What is your definition of success? I’ve been thinking about that a lot over the weekend. I attended a women’s retreat at my church, and I heard the most amazing woman speak. As I listened to her story, and the stories of others that she relayed, I couldn’t help but thinking that this woman’s life was a total success. But it’s not the type of success most people think of when they hear the word “success.”
Imagine the following scenarios.
Scenario #1. After high school, a young man goes to college to study economics. He serves as president of his fraternity, goes on to get a Doctor of Philosophy degree in economics and lands a job at a well known oil company.
He went on to serve at the Department of the Interior and then went back to the business world, eventually working his way up to a CEO position of a major corporation, earning millions of dollars a year. He also received a long list of awards, ranging from Father of the Year to alumni awards to business awards.
Scenario #2. A young woman trains under her father to become a watch maker. At the age of 50, she is still unmarried and living with her father and her other unmarried sister, helping to run her father’s watch shop.
Eventually she and her family became involved in something illegal, and they lost everything. Her sister and father were even put to death.
Which scenario describes the successful person?
Without knowing who these people were, the world would tell you that the person in scenario #1 was a success. After all, he made millions of dollars as one of the highest paid CEO’s in our country’s history. He received numerous awards. He rose to the top.
The person in scenario #2 never married, lived at home long past the time when most people have made their own lives, didn’t make much money, and was severely punished by the government for taking part in illegal activities.
But that’s not the whole story.
The Basis of Success
I’m sure many of you have already guessed who these people are. The person in scenario #1 is Kenneth Lay, former CEO of Enron. When Enron began to go south, Lay dumped his own Enron stocks, while encouraging his employees to continue buying stock. He was found guilty of 10 different charges of fraud and making misleading statements. He could have served between 20 and 30 years in prison, but died before he was sentenced.
The person in scenario #2 is Corrie ten Boom. The crime she and her family committed was hiding Jews from the Nazis in Holland during Hitler’s regime. Her family was eventually caught and brought to the concentration camps, where her father and sister died.
Corrie was eventually released, and went on to travel the world, speaking on God’s love and forgiveness. Her biography, The Hiding Place, has inspired many, including me. Corrie ten Boom is my personal hero.
Now answer the question again. Who is the success?
I believe most of you would say Corrie ten Boom. In spite of incredible opposition, she followed her convictions, doing what was right, even at the risk of death. When times were tough, she made decisions that saved lives. Decisions that a half a century later, we still laud as honorable.
The basis of her actions was her faith in God. As a Christian, that’s inspiring to me, and I strive to make every one of my life decisions on that basis as well. I don’t always succeed, but that is the goal. No matter how hard life gets, I pray I would never throw away my faith and corresponding ethics.
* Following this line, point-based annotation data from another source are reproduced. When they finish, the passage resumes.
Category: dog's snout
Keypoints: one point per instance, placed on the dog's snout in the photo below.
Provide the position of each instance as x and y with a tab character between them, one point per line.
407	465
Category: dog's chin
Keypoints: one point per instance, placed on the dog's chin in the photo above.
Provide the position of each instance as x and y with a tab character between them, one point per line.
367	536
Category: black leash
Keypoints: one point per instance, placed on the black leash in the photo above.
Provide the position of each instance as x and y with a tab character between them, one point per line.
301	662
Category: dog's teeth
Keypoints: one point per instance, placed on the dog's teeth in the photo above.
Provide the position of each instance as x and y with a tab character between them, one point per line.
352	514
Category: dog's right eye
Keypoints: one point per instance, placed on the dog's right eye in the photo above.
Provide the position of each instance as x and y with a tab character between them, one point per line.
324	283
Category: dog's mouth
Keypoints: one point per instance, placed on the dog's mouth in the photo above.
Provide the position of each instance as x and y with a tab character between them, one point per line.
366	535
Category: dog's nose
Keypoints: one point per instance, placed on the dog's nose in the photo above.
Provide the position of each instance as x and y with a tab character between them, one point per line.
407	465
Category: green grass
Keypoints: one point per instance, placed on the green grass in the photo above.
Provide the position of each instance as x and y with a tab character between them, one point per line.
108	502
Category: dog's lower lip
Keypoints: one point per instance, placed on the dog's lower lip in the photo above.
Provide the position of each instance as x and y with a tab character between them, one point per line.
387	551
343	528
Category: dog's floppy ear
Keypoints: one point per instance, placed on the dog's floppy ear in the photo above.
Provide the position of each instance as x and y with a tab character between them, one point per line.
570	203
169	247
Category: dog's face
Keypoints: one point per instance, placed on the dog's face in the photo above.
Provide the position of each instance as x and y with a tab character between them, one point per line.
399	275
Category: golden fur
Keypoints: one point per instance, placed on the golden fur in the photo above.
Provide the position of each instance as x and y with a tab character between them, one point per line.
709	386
And that is where Kenneth Lay went wrong. When times got tough, he didn’t behave ethically. He caved to the temptation to look out for number one, instead of looking out for those in a worse situation than his own. His employees.
That is the basis of success. A willingness to do the right thing, even when doing the wrong thing would be easier. Yes, it is possible to accumulate many worldly riches and be ethical…a success. It is also possible to be a complete success, yet have no large bank account to show for it.
Success is based on who you are. How you treat others. Learning from your mistakes. Success is based on what you do in difficult circumstances, when you think nobody is looking.
Would you agree, or not? What do you think is the basis of success?
Photo by [Adam_Baker].
Nice post! I like these types of juxtapositions.
Wow, Adam takes great pictures!
Success is when you are happy in this moment. Carpe Diem!
Oh, I soooooooo knew you were speaking of Corrie ten Boom in the #2 example. “The Hiding Place” was such a heartbreaking yet wonderful example of the perfect peace the Lord gives us when we stand firm our purpose and trust in Him. Corrie’s book, “Each New Day” starts every morning for me.
What a thought provoking post. Success comes in the eyes of the Lord, not the world
That is a great post…. It really makes a person question their perspectives!!!
Loved the post. There’s another good book by a young Christian Dutch woman who rescued Jews—“Things We Couldn’t Say.” It’s available through Focus on the Family.
Great post Lynnae. You had me all the way through the end! It’s crazy what people think “success” is. It isn’t money. It isn’t power.
Wonderful Lynnae! I’m actually reading The Hiding Place right now so I’m so moved to see it here! Corrie is amazing, and I agree that success is based on ethics and empathy. There is so much to her story that it is hard to even encapsulate it in a comment. But I think Ecclesiastes is so right as it says money and success as goals in themselves are fleeting and vain.